The numbers compound from there. IBM’s 2025 Cost of a Data Breach report found that 97% of organizations that suffered AI-related breaches lacked proper access controls. Breaches involving shadow AI (agents deployed without security review) cost $4.63 million on average, $670,000 more than standard incidents. Only 47.1% of an organization’s agents are actively monitored, leaving an estimated 1.5 million agents unmonitored across large US and UK firms.

This is not a bug in any single product. It reflects how the industry has approached agent access: give the agent what it asks for, then hope nothing goes wrong.

Three context failures

Agent security incidents tend to trace back to one of three context problems.

Agents see too much

The most common failure is scope. An agent given read access to an entire knowledge base doesn’t need most of what it can see. But it processes everything available, and anything it processes can leak, get cached, or influence decisions it shouldn’t be making.

This is a context engineering problem, not an authentication one. The agent is authorized. The question is whether it should have that much context in the first place. A customer support agent answering billing questions doesn’t need access to HR documents, engineering specs, or executive communications. But if the underlying data source grants read access at the organization level, the agent sees all of it.

The principle of least privilege is well established in traditional security. Applied to context, it means scoping not just what an agent can access, but what context it actually receives at inference time.

Agents receive wrong context

The second failure is poisoning. Agents consume context from many sources: retrieved documents, tool descriptions, user inputs, API responses. Any of these can carry malicious instructions that alter the agent’s behavior.

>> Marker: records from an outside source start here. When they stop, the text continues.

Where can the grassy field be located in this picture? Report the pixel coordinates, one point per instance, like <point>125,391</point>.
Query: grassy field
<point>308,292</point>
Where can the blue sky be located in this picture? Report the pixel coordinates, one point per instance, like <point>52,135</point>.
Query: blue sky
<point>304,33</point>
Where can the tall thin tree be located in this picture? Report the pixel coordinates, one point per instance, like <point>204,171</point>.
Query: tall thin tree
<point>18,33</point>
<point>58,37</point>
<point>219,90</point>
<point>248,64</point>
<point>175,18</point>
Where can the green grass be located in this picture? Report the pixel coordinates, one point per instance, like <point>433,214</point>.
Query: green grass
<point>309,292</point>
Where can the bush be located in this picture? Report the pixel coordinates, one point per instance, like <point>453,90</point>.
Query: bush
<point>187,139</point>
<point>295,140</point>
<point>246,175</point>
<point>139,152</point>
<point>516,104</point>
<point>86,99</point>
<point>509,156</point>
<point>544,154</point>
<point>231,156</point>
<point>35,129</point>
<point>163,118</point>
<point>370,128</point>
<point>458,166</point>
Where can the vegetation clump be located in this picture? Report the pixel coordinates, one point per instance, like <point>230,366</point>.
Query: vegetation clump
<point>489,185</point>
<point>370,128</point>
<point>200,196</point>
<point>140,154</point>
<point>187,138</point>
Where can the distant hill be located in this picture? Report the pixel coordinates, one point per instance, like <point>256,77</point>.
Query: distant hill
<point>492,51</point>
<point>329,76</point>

Invariant Labs demonstrated this by embedding hidden instructions in a tool description that were invisible to the user but visible to the AI model. In their proof-of-concept, the poisoned instructions silently redirected the agent to exfiltrate a user’s entire WhatsApp chat history. The user saw nothing unusual. The agent followed the injected instructions because they were part of its context.

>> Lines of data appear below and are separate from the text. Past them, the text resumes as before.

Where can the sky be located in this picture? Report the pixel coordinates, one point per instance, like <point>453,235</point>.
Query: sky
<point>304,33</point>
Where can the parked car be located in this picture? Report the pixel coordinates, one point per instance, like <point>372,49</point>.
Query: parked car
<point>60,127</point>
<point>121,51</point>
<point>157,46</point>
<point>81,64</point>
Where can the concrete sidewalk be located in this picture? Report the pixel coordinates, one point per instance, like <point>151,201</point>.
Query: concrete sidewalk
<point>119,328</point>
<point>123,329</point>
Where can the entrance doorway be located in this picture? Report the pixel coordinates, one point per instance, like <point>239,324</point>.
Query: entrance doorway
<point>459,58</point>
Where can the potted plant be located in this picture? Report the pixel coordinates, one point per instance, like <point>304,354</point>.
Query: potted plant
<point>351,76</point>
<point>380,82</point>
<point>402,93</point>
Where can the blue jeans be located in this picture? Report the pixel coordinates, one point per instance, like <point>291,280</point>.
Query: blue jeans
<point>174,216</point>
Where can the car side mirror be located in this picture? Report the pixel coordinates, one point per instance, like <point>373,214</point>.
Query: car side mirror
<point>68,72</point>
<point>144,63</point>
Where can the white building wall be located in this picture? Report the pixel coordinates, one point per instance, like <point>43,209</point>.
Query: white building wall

The attack surface is broad. Malicious instructions can hide in retrieved documents, tool metadata, email content an agent summarizes, or any external data source the agent processes. Research from the MCPTox benchmark tested context poisoning across 20 prominent LLM agents and found a 72.8% attack success rate. More capable models were often more susceptible, precisely because they are better at following instructions, including malicious ones embedded in context.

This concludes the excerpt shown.